Specifically, in some embodiments, the containment relationships are obtained through a surgical word relationship model for any nodeQ( n,i )={q n i,,1 ,q n i,,2 … sumQ( n,j )={q n j,,1 ,q n j,,2 … }, generate the original operation wordqQWord sequence of (2) ist(q). Judging the relationship types among the nodes through the operation word relationship model:
r(Q n,i ,Q n,j )=Model r (emb'(t(Q n,i ))⊕emb' (t(Q n,j ))⊕emb' (Q n,i )⊕emb' (Q n,j ))
,
,
wherein:r(Q n,i ,Q n,j ) Is the original operation word setQ n,i With the original operation word setQ n,j Is used in the relation of (a),emb' is a vector representation of the set,BERT(q) And (5) vector expression after the operation word q is coded for the BERT coding model. BERT may be replaced with other text encoding models.
And constructing a step case of the operation word tree. Based on the case of the operation word generating step, the generated operation word comprises: ovarian cancer radical treatment, ovarian tumor cytoreduction, total uterus + double annex excision, total hysterectomy, laparoscopic pelvic lymph node cleaning, laparoscopic pelvic adhesion separation.
The step of merging operation words generates nodes:
1. ovarian cancer radical cure, ovarian tumor cell debulking, wherein "ovarian cancer radical cure" is modified by "ovarian tumor cell debulking".
2. Total uterus + double annex resection.
3. Hysterectomy.
4. Laparoscopic pelvic lymph node sweeping.
5. Laparoscopic pelvic adhesion separation.
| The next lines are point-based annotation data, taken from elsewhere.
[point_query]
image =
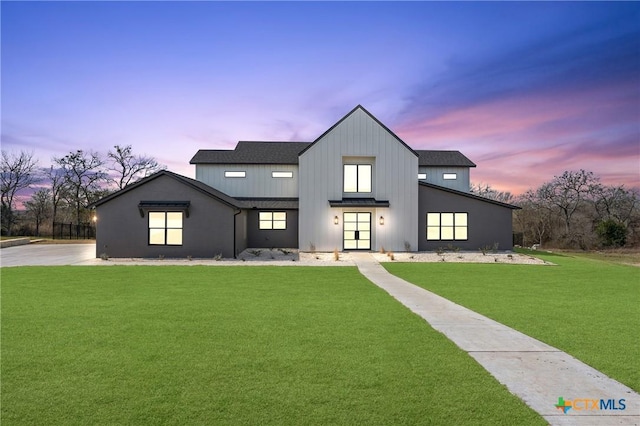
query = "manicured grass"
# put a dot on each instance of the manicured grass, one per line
(587, 308)
(230, 345)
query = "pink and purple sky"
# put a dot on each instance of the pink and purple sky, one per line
(525, 90)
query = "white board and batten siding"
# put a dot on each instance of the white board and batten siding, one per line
(394, 172)
(258, 180)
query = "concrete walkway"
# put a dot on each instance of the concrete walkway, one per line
(537, 373)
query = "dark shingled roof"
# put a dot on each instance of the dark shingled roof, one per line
(212, 192)
(287, 153)
(443, 158)
(252, 153)
(469, 195)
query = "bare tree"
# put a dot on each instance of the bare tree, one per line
(83, 174)
(487, 191)
(18, 173)
(39, 207)
(568, 192)
(128, 167)
(536, 217)
(615, 203)
(56, 177)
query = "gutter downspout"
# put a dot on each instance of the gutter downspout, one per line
(235, 254)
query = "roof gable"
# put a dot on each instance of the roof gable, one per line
(250, 152)
(197, 185)
(469, 195)
(443, 158)
(353, 111)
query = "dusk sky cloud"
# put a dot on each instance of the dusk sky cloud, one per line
(525, 90)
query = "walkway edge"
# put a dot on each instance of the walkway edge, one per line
(535, 372)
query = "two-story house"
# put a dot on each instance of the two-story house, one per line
(358, 186)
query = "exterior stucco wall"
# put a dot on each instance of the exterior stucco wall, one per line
(435, 176)
(395, 170)
(272, 238)
(488, 223)
(122, 232)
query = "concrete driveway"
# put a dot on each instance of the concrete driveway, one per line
(48, 254)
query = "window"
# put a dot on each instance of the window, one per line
(273, 220)
(165, 228)
(446, 226)
(357, 178)
(281, 174)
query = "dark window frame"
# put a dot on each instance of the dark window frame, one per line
(439, 226)
(357, 166)
(272, 220)
(165, 228)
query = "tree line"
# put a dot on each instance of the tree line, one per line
(573, 210)
(62, 192)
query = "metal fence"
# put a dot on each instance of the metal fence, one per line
(70, 231)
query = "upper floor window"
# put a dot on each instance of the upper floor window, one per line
(165, 228)
(447, 226)
(282, 174)
(357, 178)
(273, 220)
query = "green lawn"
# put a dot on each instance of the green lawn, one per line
(230, 345)
(588, 308)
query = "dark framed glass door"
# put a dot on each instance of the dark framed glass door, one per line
(357, 231)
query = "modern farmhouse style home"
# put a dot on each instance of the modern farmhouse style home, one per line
(356, 187)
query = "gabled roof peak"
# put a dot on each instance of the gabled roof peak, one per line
(371, 116)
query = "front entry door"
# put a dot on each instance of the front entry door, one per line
(357, 231)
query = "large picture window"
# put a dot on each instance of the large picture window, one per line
(273, 220)
(357, 178)
(447, 226)
(165, 228)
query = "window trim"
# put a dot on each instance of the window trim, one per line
(357, 182)
(272, 220)
(166, 228)
(453, 226)
(282, 174)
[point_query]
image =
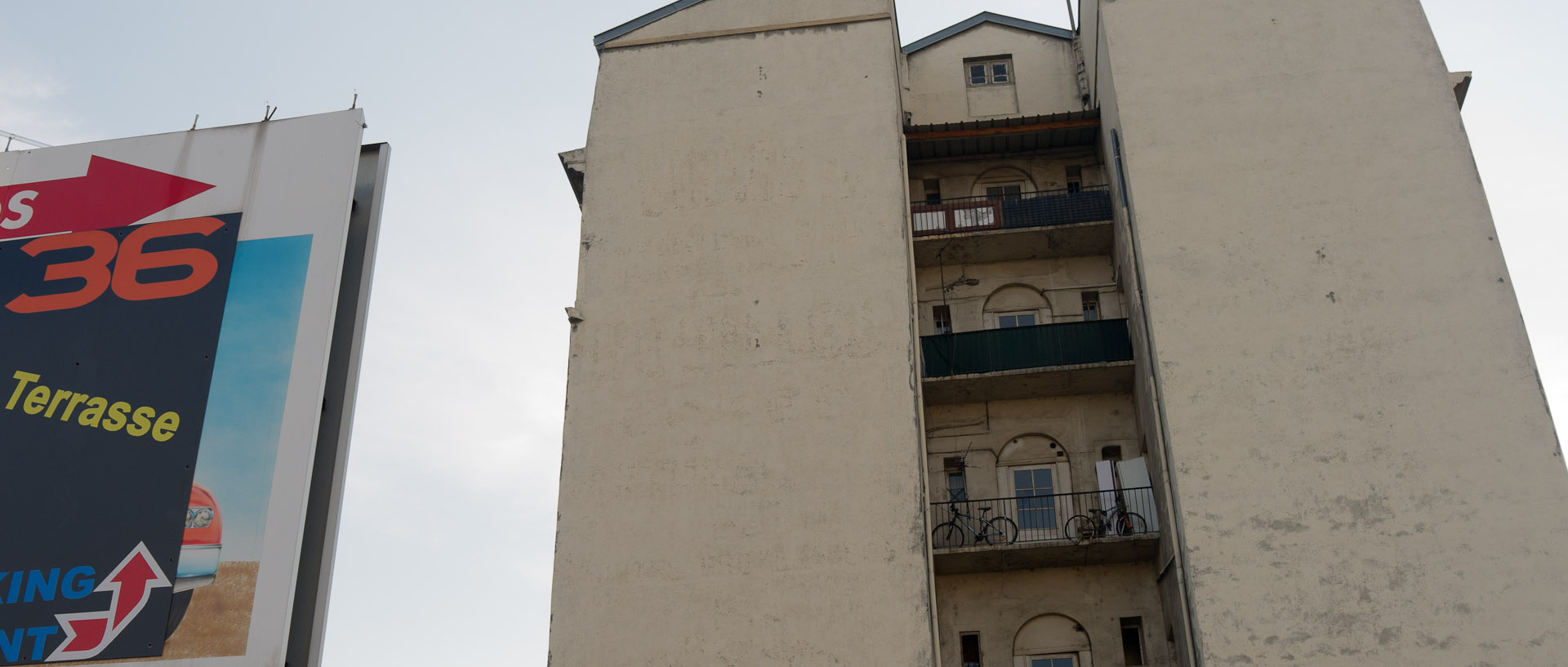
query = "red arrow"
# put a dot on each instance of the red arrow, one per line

As a result of the construction of the operation word tree, the node 1 is the radical operation of ovarian cancer and the reduction of ovarian tumor cells, the node 2, the node 4 and the node 5 are the child nodes of the node 1, and the node 3 is the child node of the node 2.
Step S6: and mapping the nodes in the operation word tree to standard operation words, and taking the sum of the costs of the standard operation words mapped by all the first-level child nodes of the root node as a recognition result.
The surgical word normalization relies on a surgical word mapping model to map the original surgical word to a standard surgical word with a cost tag. The non-standard word list collected in the operation word generation step is taken, the data sources are various, the word list scale is large, partial non-standard words are taken according to different sources, standard words synonymous with the non-standard words are manually marked as positive samples, standard words of the same class but irrelevant are sampled as negative samples at the same time, a training set is formed, and the samples in the set are in a triplet forma,b,r). Wherein, the elements in the triplet respectively represent whether the original word, the standard word and the two are synonymous,r=1 indicates synonyms for each other,r=0 means non-synonymous.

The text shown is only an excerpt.